I just got my HAF 922 and installed 2 of the 3 fans in the mobo chassis fan connectors, then i saw in BIOS and Everest that the rear and the front (the ones i connected to the mobo the big fan on the upper side is connected to a 4pin molex) fans are running @900 and 500 rpm. Are they supposed to be that slow? I tried the to increase them in BIOS but didn't work... Any ideas?


----------



## assaulter_99 (Jul 30, 2010)

You mean the 200's? yeah they are meant to be that slow since they are bigger than the 120's. The smaller the fan, the faster it must turn to move air. Hence, the bigger the fan, the slower it will turn.


----------



## Sasqui (Jul 30, 2010)

They do run slow, if they're the 240's like in the 932.  Slow, but quiet and move a lot of air.

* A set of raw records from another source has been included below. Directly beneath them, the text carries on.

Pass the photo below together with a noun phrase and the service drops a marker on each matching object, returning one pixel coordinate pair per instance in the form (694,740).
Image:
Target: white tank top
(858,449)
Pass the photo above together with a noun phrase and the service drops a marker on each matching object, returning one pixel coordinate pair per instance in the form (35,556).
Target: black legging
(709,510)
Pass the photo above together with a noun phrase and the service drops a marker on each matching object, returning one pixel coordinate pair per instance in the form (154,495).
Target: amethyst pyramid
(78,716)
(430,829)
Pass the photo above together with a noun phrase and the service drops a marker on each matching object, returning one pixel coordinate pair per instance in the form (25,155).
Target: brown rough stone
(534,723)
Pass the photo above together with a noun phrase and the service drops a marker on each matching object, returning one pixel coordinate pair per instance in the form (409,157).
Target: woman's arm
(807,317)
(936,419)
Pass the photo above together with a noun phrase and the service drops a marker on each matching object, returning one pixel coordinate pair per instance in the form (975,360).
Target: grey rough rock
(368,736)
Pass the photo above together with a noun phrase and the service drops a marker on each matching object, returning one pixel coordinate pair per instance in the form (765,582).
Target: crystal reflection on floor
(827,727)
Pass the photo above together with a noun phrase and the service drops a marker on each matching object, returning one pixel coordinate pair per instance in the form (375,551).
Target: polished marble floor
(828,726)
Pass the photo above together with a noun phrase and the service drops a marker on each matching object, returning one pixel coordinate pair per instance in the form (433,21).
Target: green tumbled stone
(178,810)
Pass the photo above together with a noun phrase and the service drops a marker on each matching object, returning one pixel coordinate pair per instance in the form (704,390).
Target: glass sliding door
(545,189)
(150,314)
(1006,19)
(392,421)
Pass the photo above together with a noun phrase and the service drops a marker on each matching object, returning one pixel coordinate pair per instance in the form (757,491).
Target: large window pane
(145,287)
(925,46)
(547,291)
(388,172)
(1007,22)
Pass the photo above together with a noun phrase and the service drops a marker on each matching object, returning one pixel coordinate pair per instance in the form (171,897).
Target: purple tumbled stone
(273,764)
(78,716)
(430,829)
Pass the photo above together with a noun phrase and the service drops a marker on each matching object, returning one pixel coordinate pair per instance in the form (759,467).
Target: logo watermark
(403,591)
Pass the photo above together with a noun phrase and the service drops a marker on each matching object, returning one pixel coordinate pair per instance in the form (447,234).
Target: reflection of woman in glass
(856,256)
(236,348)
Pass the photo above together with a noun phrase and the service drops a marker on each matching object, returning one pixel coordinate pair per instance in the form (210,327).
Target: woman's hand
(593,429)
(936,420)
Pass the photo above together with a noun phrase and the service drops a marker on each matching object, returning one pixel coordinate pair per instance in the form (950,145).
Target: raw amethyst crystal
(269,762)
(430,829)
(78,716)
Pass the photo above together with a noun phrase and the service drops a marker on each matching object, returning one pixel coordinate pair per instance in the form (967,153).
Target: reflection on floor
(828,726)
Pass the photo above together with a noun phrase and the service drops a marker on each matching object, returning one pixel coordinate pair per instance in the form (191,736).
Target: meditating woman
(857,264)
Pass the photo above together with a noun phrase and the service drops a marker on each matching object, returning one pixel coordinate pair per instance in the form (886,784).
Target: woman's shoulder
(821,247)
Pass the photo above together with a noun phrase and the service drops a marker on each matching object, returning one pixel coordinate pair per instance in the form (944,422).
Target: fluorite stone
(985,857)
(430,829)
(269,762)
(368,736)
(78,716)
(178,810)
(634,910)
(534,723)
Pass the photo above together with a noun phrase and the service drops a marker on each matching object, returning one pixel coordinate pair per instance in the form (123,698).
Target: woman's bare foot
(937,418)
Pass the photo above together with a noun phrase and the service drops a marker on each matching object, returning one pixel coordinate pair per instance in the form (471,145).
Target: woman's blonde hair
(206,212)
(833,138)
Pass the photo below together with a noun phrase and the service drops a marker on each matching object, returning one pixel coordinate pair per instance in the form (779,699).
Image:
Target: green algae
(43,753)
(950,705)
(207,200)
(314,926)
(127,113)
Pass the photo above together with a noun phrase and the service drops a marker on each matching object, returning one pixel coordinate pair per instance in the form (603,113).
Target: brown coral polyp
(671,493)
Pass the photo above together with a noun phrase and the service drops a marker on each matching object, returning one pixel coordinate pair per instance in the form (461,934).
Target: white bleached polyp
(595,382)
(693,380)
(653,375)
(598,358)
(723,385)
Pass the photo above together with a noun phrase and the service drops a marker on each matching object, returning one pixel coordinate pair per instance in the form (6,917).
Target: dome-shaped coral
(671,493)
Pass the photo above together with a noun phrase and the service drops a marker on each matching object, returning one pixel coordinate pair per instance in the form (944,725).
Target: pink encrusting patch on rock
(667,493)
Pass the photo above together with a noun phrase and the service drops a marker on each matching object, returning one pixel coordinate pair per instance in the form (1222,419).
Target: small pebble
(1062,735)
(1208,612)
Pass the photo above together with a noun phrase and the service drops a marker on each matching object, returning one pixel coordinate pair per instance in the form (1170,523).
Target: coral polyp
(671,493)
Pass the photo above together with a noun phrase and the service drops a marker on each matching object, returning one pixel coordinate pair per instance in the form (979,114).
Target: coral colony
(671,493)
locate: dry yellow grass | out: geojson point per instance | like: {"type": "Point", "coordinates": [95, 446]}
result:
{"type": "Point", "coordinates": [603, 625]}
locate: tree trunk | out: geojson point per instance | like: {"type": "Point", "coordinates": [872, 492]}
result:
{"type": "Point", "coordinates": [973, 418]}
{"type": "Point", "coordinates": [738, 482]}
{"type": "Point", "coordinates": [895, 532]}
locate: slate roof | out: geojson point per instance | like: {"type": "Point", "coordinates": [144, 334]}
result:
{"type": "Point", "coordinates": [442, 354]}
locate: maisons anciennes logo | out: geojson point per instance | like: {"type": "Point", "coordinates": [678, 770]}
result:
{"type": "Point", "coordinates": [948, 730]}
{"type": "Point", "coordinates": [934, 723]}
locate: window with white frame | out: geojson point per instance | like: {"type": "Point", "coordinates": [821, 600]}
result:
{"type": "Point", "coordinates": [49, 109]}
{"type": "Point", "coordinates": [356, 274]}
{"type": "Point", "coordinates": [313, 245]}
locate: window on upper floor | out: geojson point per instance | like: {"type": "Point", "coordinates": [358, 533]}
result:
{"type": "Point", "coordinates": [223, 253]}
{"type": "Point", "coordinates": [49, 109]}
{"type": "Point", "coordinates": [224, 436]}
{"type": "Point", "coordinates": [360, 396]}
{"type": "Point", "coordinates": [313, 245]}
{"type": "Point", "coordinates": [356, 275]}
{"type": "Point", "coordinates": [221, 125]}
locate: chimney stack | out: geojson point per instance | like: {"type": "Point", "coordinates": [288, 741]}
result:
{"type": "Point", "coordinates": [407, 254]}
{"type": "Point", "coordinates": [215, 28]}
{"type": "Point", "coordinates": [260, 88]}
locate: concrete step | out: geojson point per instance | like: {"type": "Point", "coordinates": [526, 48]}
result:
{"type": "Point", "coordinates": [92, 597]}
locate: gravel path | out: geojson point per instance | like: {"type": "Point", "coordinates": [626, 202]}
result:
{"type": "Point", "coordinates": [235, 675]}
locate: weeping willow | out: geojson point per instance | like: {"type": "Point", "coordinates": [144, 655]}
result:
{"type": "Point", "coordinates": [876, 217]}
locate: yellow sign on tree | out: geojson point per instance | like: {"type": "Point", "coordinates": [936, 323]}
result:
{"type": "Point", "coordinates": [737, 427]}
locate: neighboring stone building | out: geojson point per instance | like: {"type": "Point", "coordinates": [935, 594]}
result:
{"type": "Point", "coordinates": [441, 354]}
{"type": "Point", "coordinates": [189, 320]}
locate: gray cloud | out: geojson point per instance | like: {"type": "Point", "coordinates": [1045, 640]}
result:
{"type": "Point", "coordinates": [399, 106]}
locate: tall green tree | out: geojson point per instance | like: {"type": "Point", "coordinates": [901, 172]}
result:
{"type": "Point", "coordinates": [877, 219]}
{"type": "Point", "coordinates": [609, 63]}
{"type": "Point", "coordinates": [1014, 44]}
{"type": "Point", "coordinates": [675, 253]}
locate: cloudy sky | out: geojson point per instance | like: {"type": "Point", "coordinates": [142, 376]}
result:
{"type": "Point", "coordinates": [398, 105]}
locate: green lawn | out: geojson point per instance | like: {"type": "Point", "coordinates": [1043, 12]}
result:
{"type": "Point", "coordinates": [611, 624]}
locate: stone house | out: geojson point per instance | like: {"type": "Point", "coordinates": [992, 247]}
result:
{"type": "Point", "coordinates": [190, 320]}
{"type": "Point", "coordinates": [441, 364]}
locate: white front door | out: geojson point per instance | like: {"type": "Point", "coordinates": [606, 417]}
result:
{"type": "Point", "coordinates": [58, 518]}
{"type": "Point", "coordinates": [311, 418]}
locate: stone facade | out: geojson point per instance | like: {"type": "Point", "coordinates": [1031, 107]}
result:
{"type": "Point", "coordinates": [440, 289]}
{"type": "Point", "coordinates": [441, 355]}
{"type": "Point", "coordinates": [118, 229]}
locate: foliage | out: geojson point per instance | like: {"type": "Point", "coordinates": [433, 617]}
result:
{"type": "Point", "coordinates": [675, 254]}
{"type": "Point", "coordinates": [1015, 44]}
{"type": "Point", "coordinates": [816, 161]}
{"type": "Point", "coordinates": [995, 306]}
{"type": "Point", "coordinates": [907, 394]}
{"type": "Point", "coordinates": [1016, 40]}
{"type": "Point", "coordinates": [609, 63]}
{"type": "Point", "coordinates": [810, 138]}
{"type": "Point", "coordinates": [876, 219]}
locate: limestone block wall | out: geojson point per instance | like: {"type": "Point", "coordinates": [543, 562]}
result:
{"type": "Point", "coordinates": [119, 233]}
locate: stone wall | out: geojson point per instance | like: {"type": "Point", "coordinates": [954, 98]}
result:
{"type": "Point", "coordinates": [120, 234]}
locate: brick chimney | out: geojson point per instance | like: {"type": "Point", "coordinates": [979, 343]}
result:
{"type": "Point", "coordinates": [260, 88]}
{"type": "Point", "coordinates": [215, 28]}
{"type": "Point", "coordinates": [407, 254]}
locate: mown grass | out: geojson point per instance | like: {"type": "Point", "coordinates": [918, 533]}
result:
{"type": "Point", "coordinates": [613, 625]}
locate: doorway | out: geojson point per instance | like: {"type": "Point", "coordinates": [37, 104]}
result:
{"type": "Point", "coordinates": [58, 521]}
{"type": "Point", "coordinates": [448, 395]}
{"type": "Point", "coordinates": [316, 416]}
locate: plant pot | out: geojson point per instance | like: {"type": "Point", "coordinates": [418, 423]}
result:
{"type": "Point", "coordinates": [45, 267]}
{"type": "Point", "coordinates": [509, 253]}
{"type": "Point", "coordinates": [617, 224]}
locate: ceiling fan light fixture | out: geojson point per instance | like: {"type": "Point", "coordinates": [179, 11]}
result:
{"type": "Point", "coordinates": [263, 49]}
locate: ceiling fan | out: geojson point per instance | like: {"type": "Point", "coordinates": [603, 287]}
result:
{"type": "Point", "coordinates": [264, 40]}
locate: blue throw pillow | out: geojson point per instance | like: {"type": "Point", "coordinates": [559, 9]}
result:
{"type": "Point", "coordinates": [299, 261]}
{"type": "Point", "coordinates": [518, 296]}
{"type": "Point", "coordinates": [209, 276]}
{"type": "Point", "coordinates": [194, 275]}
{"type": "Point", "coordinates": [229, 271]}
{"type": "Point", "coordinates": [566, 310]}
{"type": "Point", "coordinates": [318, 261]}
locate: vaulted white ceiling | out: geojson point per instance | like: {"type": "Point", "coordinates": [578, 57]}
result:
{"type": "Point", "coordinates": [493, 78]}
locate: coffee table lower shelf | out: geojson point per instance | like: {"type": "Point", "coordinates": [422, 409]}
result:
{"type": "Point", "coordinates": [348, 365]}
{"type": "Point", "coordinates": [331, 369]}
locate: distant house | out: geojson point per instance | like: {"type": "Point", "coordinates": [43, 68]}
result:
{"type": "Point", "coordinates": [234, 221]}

You might want to try connecting to a 4-pin from the PSU, perhaps you'll get more voltage.


----------



## sapetto (Jul 30, 2010)

Actually i was talking about the 200mm and the rear 120mm. Before i could change change the fans speed through the BIOS and now i cant change even the CPU fan speed... why is that ?


----------



## Radical_Edward (Jul 30, 2010)

Did you mess with any of the settings? (Quiet fan disabled/enabled? etc.)


----------



## dr emulator (madmax) (Jul 30, 2010)

according to my crazy axx speed controller my 120mm fan runs at 1400rpm 
but that's one of these ultra quiet akasa's 
(strangely though i was expecting a slight drop in speed due to using a speed controller) but i'm not getting any 

i'm not sure about your 200mm one though


----------



## sapetto (Jul 30, 2010)

I did tried to up the speed by enabling Q-Chassis Fan Control in BIOS (With my previous case and 2x80mm CM red fans i was able to lower and raise the speed via this settings in BIOS) with no luck. Oh and btw the upper 200mm fan 4pin to molex connector burnt when i first connect it to my psu 4pin molex...  thats why it is connected to the mobo. Maybe i should try to put all fans to the psu connectors and see what will happen although i can not see with how much rpm do the spin


----------



## mastrdrver (Aug 1, 2010)

No you need to disable Q-Fan in the bios. When idle it will slow the fans down, only under load does it speed them up but doesn't speed them up to full speed unless it is disabled.


----------